Dans le même numéro de Marianne, Jacques GENEREUX (La gauche sans boîte à outil intellectuelle) donne un semblant de réponse à cette lancinante question : En refondant le discours politique sur une anthropologie rigoureuse, on peut désormais concilier les deux grandes traditions du socialisme etc. (Le reste de la phrase importe peu). L'auteur met le doigt sur la plaie : c'est l'anthropologie sous-jacente à tous les systèmes économiques actuels qui est fausse et qui peut se résumer en un mot, idolâtrie du productivisme. Il affirme, et je l'approuve, que toutes les sciences de l'homme [...] attestent la nature sociale de l'être humain et le fait que sa liberté se construit par les liens, et non dans la rivalité pour les biens.
Depuis que j'ai ouvert ce Blog, je ne cesse de clamer (a) que l'homme est un sujet social ; (b) qu'il ne vit pas que de pain ; (c) que la rivalité - qui est nécessairement mimétique - conduit à la violence ; (d) que le but du politique est de conduire l'homme à la fin qui lui est due.
Pour avoir oublié ces vérités premières, le capitalisme industriel, qui consiste on le rappelle à faire appel à des capitaux privés pour faire tourner l'économie, en rendant propriétaire d'une fraction de la société l'actionnaire, a dérivé vers le capitalisme financier, réserve inépuisables d'opportunités pour les cupides, les mafieux, les menteurs. C'est pour avoir dissocié le politique de la morale et la morale, de l'économie que nous en sommes là.
Il faut faire rendre gorge à tous ces banquiers qui se sont enrichis sur le dos des pauvres. Il y a aux USA vingt-cinq grosses légumes qui ont accumulé, ces cinq dernières années, 3,1 milliards de dollars dans leurs poches, par le biais de la spéculation (Marianne, toujours). Il faut tout simplement confisquer leur fortune si mal acquise au lieu de demander à leurs victimes de réparer les dégâts dont ces avides se sont rendus responsables.
Mais je reste perplexe. Car je me suis laissé dire (mais je n'ai pas vérifié la nouvelle) que le numéro 2 de la Caisse d'Epargne, ce responsable qui a si spectaculairement démissionné du Directoire, vient d'être nommé le numéro 1 du Crédit Foncier. Si cela est vrai, c'est tout simplement scandaleux. Ce monsieur a été très bien payé pour faire tourner au mieux son établissement, pour en surveiller le fonctionnement. On ne peut pas vraiment dire qu'il y a réussi. Les hommes politiques qui couvrent ces pratiques ont-ils le droit de demander des sacrifices à leurs concitoyens ? Poser la question, c'est je crois donner la réponse.
3 commentaires:
En ce funeste anniversaire du Jeudi Noir de 1929. Le jour où la panique gagna les bourses de New York. Je préfère me rappeler de l'homme de la situation, Franklin Delano Roosevelt avec son New Deal puis son Bretton Woods.

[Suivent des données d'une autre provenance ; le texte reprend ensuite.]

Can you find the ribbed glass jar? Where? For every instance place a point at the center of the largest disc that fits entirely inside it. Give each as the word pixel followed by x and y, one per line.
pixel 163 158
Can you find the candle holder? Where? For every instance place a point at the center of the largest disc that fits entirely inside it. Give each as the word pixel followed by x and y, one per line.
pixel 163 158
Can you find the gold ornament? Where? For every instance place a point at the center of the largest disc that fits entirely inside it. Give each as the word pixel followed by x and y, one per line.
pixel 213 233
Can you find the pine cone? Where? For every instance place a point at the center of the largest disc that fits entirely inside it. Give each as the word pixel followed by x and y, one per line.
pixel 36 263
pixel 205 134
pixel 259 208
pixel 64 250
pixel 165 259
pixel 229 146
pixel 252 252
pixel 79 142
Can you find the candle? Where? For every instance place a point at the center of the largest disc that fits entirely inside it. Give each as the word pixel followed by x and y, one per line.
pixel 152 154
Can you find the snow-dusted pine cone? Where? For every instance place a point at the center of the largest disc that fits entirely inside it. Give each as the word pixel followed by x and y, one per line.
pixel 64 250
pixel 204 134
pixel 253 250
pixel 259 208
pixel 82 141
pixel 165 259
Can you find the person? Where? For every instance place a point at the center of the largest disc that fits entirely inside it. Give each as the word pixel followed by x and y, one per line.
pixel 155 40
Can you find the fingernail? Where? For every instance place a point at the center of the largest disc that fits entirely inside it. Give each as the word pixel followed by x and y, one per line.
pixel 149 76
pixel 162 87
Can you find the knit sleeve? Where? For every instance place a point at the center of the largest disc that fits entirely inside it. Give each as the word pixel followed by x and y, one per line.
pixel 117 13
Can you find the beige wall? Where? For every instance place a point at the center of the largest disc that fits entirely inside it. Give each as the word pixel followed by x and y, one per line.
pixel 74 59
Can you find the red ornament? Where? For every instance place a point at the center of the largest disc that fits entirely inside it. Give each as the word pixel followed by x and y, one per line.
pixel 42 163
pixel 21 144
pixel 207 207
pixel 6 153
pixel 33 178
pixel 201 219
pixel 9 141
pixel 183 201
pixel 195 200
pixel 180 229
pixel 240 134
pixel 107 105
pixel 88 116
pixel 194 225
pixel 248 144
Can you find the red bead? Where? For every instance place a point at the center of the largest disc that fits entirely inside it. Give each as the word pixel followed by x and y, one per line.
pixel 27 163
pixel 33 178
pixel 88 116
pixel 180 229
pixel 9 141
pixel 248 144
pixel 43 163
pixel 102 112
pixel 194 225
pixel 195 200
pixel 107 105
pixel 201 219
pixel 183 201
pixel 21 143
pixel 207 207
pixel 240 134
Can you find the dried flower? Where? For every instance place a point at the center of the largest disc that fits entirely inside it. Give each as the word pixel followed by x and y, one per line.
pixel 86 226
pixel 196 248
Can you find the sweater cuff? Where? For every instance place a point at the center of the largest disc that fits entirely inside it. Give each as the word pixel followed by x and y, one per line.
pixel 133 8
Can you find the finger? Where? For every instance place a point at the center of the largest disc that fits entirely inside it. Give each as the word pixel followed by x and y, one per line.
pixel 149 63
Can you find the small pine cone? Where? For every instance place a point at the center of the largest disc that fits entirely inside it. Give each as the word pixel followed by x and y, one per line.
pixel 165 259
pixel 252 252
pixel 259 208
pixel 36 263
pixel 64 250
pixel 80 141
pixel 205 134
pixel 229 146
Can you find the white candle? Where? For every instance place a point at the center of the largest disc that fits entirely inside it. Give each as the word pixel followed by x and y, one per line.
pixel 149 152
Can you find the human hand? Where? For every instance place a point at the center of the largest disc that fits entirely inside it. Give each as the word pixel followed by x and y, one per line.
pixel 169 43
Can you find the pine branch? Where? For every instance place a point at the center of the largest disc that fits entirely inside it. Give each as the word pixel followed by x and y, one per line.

Aujourd'hui, une fois encore, nous avons pu s'apercevoir que la crise n'est pas derrière nous. Nous sommes en plein dedans. La destruction de l'économie réelle s'accélère. Et avec les plans fous de renflouement du système, le risque d'une crise d'HYPERINFLATION augmente chaque jour! L’existence même des nations est mise en cause !
Hier, devant un parterre de dirigeants de Hedge Fund, Nouriel Roubini déclare que le pire est à venir.
La solution aujourd'hui! Dire stop à la folie de la tyrannie financière avec un VRAI Nouveau Bretton Woods!
Une bataille s'est engagée entre les dirigeants politiques autour du contenu du sommet sur la crise financière qui se tiendra le 15 novembre 2008 à Washington.
La population doit s'accaparer le débat! A toi la Parole!
David C.
david.cabas.over-blog.fr
Je publie aujourd'hui même un billet, intitulé : messieurs remboursez !
Merci de vos remarques.
La question que je posais dans mon commentaire, c'est justement comment faire la dette a ceux qui ont détruit le système.